As an 11th-generation Afrikaner, Christoff Heyns struggles these days over what to teach his three children about their heritage. He is uncomfortable with seemingly innocent elements of his own childhood like khaki shorts, which ultimately became a symbol of the Afrikaner right wing. He examines traditional songs for racist undertones. He picks through historical figures for those worth admiring.
It is a strange time, he says. On the one hand it is liberating to know that the apartheid system his forefathers put in place is dead. "We can get on with our lives and not have to worry about being the ones running the evil empire anymore," he said.But he must now try to carve out a new identity in a new South Africa. He worries what future the country will offer his children. Will the new government stick to its promises of equality for all or take revenge on them for the sins of their ancestors?
"We have to take from the past what is good," he said. "To cut our losses and build something new." But, he asked with a sigh, how?
Nearly four years after South Africa held its first all-race elections and the white supremacist government was forced to hand over power to the black majority, many Afrikaners, the descendants of Dutch, German and French settlers who ruled for most of this century, are groping for honorable berths in the new order. None finds it easy.
Compared with the hardships they imposed on blacks, their complaints seem slight indeed, but they are nonetheless painful for them.

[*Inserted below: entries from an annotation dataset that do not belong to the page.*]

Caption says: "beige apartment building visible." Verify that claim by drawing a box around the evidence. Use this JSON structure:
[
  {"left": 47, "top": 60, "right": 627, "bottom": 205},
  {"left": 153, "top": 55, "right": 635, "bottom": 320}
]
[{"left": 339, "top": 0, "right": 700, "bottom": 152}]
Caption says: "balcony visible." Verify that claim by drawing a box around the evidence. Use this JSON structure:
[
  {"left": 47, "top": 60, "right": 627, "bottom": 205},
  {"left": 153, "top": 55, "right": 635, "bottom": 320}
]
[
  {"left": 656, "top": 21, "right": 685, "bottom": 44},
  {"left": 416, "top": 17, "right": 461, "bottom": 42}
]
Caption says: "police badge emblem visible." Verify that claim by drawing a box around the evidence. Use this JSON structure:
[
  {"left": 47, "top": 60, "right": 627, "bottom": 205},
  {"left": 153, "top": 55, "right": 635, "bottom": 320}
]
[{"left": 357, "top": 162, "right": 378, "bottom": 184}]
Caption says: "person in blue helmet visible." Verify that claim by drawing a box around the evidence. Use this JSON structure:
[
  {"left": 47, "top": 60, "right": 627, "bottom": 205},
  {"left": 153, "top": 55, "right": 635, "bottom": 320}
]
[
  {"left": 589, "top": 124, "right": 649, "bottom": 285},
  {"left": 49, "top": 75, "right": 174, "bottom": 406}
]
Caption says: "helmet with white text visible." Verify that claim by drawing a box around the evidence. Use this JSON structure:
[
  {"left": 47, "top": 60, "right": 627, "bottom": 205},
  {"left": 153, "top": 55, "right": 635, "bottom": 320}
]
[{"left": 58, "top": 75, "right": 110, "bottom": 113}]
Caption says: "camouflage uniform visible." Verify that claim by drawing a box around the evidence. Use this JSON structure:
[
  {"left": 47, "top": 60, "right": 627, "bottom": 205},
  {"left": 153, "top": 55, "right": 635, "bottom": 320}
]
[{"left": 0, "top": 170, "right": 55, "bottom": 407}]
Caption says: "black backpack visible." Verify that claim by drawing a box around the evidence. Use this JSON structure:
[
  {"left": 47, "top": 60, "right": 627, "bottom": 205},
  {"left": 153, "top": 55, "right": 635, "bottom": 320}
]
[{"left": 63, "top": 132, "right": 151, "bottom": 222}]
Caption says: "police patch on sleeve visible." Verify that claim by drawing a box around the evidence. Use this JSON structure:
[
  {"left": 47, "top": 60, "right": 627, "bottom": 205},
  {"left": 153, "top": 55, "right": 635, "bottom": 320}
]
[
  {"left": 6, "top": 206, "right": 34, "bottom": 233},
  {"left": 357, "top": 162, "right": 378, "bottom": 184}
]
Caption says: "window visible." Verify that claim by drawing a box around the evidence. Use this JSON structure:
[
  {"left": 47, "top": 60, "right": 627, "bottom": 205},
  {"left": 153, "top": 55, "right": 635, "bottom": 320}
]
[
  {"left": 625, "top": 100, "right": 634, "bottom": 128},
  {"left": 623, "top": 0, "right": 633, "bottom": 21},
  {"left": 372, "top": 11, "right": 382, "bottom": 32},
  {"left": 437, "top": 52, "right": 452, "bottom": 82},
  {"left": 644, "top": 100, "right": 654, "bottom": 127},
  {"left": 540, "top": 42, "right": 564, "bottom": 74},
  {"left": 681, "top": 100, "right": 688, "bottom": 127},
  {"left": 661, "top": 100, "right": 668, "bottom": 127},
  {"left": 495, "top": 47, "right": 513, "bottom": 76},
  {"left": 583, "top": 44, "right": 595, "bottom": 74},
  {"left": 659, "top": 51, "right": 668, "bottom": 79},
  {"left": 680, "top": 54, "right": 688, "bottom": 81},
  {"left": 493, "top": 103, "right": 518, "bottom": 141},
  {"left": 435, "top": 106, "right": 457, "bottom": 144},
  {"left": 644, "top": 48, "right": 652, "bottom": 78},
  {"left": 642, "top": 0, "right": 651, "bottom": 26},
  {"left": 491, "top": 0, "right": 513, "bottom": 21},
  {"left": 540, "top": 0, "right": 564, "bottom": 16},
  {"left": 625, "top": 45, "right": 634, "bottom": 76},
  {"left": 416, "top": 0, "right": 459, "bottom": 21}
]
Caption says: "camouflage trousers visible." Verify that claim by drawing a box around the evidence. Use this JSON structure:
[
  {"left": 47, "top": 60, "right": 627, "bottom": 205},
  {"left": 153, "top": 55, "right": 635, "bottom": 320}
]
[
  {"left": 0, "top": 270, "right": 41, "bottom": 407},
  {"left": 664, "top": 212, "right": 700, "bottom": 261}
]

Many feel humiliated and powerless and think their very existence is under attack. They point to the work of the country's Truth and Reconciliation Commission, which nearly every day hears former police and army officials with Afrikaner surnames confess to torture and murder. They say new legislation threatens to force public schools that teach in Afrikaans, an offshoot of Dutch, to switch to English or African languages. And the civil service, once an employment agency for Afrikaners, now virtually only hires blacks. Income surveys indicate that Afrikaners are slipping down the economic ladder for the first time in decades.
Shaped by more than three centuries of harsh pioneer life, Afrikaners call themselves the white tribe of Africa. They developed a tradition that blended Europe and Africa in ways seen nowhere else - a culture in which covered wagons, German Mauser rifles, Wagnerian operas, Malaysian spices, the Old Testament and African cattle all played important parts.
During their years in power, they turned casual segregation into a rigid system called apartheid that denied blacks the vote, the right to own land where they chose and the right to a decent education. They forced most citizens to speak Afrikaans and crushed dissent.
But the surrender of power has left this community, about 7 percent of the population, unsure of how to go forward. Its institutions are failing. Its political flagship, the National Party, is in disarray. The Broderbond, a secret society that once wielded enormous power, barely exists anymore. Membership in the Dutch Reformed Church, which for years taught that the Bible justified apartheid and is now splitover how fully to apologize for this, has declined sharply.
Last month, when former President P.W. Botha was charged with contempt for refusing to describe his role in the atrocities of the security forces committed in 1980s, he warned that dragging him into court would "awaken the tiger" in the Afrikaner community.
But Botha's appearance drew fewer than 30 supporters, and leading Afrikaners say there is little talk of an armed uprising. The mood these days is more of disaffection and cynicism than right-wing revolution.
"We are in a period of navel-gazing, asking, `What did we do wrong?' " said Tim du Plessis, deputy editor of Beeld, the country's largest Afrikaans-language paper. "It's like an accident. We keep going back to the scene to try to figure out what happened."
Some Afrikaners believe their season in this country is over. For the first time, significant numbers are emigrating. Others, determined to remain, expect an uphill battle.
Louw Erasmus, a successful Pretoria real estate lawyer, intends to stay. "Afrikaners are Africans," he said, adding that they must learn to thrive without government help, becoming more entrepreneurial as other white groups here, the Greeks and the Portuguese, did in the past. Those groups, he said, could never count on government jobs under the old order, yet they prospered.
Though he and his friends rarely discuss it, he says, he believes that Afrikaners must make up for the decades of depriving blacks. He would accept a tax on his wealth earmarked for hospitals or schools in poor black areas. But he considers the millions spent on the Truth Commission, set up to investigate the brutalities of the past, a divisive waste.
He grows embarrassed trying to explain how whiteness became so important.
"It is not easy to explain our history," he said. "Every nation has its flaws." He thinks absolute power corrupted Afrikaner ideals of pioneer equality and Christianity. He worries now that power will have a similar effect on the largely black African National Congress.
But some Afrikaners say that Erasmus' remorse is not typical. Christina Landman, a professor of theology at the University of South Africa, says many Afrikaners are avoiding moral debate about their culpability.
On a recent trip to a small Afrikaner town, she said, she was appalled to see how little had changed. She watched one evening as blacks were told there was no room for them in the nearly empty local restaurant.
In church, she said, the minister's sermon concerned the pain of poverty in India. But life in the nearby black township, a cluster of metal shacks without running water, never came up.